What is the National Grid energy-saving scheme and why has the UK started it?
National Grid on January 26 asked coal-fired power plants to be warmed up as a back-up option as cold weather is expected to push up demand.
“The ESO has issued a notification that we will warm winter contingency coal units for potential use on Thursday 26 January,” National Grid’s electricity system operator (ESO) said on Twitter. “This notification is not confirmation that these units will be used on Thursday, but that they will be available to the ESO, if required.”
The decision comes after National Grid’s new incentive scheme began on Monday, January 23. This rewarded many households with a smart meter that switched off their heating between 5pm and 6pm.
The big switch-off is a part of the Demand Flexibility Service (DFS) and aims to help to prevent the nation’s supply from being overused.
Here’s all you need to know about the National Grid scheme how you can cut energy costs.
What is the National Grid scheme?
This is an initiative to pay households to use less electricity, with coal-fired power generators being put on standby ready to generate if necessary.
The scheme allows households with smart meters, who are already signed up for the initiative, to be offered discounts when reducing their energy consumption.
How can I save money on energy?
About 26 energy suppliers are part of the National Grid scheme, including EDF and Octopus Energy, which runs until March.
Your energy supplier should have notified you by January 22 if it is taking part.
You must have a smart meter, though, as the grid needs to monitor your energy every 30 minutes.
The “energy-saving sessions” will only last for around an hour. These will require people to reduce their normal energy consumption by about 30 per cent.
Roughly £3 is saved for every unit or kilowatt hour (kWH) saved. This is worked out by comparing consumers’ usage against their usual demand.
National Grid said savings could range from a few pounds to as much as £20, depending on the amount of energy used.
Fog and extremely cold temperatures have contributed to the National Grid scheme being introduced. However, many weather experts are also worried about a polar vortex from February 3. As the name suggests, this is when air from the North Pole escapes towards Europe.
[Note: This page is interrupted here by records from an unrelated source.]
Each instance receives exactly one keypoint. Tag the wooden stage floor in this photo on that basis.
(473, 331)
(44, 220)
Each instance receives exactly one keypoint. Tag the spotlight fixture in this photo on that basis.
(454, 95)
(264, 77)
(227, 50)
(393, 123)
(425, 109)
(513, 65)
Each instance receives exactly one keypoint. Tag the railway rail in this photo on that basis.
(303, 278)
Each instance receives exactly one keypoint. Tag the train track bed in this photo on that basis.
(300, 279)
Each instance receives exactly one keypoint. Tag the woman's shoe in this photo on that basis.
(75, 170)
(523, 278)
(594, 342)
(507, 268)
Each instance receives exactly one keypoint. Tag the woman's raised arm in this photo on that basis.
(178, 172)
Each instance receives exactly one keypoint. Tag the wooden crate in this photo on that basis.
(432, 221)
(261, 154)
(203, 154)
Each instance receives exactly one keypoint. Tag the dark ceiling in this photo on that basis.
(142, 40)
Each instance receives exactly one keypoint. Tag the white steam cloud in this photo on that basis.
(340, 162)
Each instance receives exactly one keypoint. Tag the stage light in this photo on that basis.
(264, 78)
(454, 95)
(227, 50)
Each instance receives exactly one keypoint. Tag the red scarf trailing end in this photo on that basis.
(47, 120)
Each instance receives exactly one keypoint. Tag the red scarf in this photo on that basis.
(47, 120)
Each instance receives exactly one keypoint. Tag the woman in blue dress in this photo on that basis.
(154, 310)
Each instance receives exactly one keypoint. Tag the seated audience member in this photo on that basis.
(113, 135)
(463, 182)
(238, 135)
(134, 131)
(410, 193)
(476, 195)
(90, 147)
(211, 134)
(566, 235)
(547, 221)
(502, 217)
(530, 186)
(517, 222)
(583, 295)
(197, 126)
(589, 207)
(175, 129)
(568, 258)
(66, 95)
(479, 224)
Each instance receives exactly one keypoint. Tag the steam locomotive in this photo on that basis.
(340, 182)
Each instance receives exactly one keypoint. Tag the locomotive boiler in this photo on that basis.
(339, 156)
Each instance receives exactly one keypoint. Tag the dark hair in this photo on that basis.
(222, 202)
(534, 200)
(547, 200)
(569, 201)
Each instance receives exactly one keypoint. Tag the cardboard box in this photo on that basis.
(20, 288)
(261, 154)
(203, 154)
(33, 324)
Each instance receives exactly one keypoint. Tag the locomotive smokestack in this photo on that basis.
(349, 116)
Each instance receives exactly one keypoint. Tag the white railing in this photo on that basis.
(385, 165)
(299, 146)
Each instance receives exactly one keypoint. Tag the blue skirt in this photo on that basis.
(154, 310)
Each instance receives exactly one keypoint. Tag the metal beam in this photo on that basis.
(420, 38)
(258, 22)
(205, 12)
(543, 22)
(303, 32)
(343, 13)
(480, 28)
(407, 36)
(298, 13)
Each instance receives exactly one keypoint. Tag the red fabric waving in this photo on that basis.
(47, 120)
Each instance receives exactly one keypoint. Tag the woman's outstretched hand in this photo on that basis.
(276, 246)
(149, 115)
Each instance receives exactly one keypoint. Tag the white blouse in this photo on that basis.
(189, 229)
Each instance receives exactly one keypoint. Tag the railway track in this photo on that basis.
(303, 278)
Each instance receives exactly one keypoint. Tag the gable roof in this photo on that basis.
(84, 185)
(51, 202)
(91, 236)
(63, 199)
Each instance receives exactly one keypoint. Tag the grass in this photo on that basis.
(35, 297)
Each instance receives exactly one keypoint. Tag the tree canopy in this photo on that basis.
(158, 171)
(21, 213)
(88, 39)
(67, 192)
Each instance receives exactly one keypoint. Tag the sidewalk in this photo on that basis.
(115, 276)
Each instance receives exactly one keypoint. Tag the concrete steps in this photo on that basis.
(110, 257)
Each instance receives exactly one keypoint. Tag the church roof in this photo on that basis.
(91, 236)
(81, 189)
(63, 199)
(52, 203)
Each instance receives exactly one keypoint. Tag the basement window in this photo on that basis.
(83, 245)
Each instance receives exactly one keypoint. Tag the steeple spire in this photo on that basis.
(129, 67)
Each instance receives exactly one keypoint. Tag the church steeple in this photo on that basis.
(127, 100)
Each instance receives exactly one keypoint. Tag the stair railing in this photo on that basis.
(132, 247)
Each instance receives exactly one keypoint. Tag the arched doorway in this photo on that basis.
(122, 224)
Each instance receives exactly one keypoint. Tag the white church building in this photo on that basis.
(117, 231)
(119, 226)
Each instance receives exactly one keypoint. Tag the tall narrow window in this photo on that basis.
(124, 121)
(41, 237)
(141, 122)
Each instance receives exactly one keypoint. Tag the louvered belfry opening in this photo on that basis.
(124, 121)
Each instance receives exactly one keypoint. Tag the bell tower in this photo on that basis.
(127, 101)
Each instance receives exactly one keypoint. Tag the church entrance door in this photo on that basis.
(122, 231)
The weather phenomenon was last seen when the Beast from the East hit Britain in 2018, which caused heavy snowfall amid unusually low temperatures.
Experts have warned of increasing cold weather and heavy snowfall in February potentially causing an “Arctic blast”.
“Computer models are suggesting that a weakening of the Stratospheric Polar Vortex (SPV) in the coming weeks could lead to an increasing chance of cold weather during February,” Brian Gaze, from the Weather Outlook, told the Express.
“It’s a long way off in weather terms but the period around Valentine’s Day has, in the past, often brought the UK some of its coldest and most wintry spells of weather.
“A weakening SPV leads to an increasing chance of a very cold Arctic Blast or a Beast From The East weather pattern, like the one we saw in February 2018.”